Enfin, le retour de l’inflation s’est traduit en fin d’année 2021 par une forte remontée des prix des matières premières. Le pétrole, en revenant au-dessus des 85 dollars/baril, a rejoint son plus haut niveau depuis 2014. Les prix du gaz et de l’électricité ont quant à eux atteint des records historiques en Europe pour des raisons que nous avons déjà évoquées.
La situation s’avère donc bénéfique à certaines sociétés du secteur de l’énergie, sans toutefois constituer une généralité. Le cas français en est la parfaite illustration : alors que la hausse des prix de l’électricité semble de prime abord être une bonne nouvelle pour EDF, le groupe a au contraire publié en janvier un important « profit warning » relatif à ses prévisions 2022. En cause : les pertes induites par la limitation des prix de vente de l’électricité en France, auxquelles s’ajoute la mise à l’arrêt de certains réacteurs pour cause de maintenance. Preuve, s’il en est, qu’au sein du secteur de l’énergie, les situations peuvent s’avérer diamétralement opposées d’une entreprise à l’autre.

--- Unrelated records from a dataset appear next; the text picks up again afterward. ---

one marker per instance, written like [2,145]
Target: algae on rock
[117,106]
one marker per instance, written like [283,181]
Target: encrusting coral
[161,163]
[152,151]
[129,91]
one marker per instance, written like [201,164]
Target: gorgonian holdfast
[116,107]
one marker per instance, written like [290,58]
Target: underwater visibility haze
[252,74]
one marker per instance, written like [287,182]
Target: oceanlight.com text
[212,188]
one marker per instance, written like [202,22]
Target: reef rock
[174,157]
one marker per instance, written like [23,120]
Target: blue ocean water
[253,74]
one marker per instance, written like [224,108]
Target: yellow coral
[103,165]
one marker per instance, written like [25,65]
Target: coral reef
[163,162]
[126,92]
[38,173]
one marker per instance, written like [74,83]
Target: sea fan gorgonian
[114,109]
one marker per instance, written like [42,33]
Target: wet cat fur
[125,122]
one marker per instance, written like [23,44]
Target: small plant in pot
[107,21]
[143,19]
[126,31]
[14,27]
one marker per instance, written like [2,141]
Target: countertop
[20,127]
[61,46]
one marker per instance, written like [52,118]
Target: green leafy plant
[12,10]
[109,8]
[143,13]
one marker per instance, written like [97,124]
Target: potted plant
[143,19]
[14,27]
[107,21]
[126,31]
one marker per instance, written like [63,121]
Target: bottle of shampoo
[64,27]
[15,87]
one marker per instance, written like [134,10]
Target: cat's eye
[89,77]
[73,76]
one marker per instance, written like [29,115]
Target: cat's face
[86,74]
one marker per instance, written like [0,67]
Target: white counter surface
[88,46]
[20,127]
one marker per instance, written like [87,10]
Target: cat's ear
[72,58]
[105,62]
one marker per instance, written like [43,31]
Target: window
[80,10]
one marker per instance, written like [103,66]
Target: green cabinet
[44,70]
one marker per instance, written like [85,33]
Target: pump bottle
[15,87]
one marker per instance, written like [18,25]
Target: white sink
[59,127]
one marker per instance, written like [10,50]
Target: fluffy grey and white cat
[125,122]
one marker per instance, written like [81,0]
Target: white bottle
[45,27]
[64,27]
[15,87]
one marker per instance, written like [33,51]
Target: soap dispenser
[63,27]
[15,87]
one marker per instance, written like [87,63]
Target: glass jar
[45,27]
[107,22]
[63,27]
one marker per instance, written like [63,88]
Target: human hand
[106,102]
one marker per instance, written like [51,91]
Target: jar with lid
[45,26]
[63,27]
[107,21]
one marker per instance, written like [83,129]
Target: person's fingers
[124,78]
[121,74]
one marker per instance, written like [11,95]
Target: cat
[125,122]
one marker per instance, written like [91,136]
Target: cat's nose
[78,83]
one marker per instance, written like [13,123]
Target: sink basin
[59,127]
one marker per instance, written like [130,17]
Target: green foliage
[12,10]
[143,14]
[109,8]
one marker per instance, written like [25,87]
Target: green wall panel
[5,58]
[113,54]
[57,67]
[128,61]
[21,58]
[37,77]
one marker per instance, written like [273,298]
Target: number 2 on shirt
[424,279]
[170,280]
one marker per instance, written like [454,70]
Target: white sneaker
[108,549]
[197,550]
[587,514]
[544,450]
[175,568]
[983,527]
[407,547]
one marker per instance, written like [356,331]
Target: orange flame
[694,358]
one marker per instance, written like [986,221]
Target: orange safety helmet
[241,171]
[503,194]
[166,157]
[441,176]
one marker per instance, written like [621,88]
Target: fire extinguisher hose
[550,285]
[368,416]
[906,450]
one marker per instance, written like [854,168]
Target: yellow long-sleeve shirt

En somme, la rotation sectorielle en faveur des valeurs cycliques constitue une opportunité de marché à exploiter, mais nécessite de maintenir une grande vigilance dans le choix des titres. Notons également que la récente surperformance de ces valeurs, que nous avions anticipée en signalant notamment de longue date l’intérêt du secteur bancaire, ne limite en rien l’intérêt de certaines valeurs de croissance, notamment lorsque celles-ci présentent une solide capacité d’innovation. Ces dernières peuvent donc apporter un moteur de performance supplémentaire, mais la période actuelle nous amène à privilégier les valeurs cycliques, de qualité, souvent sous-évaluées.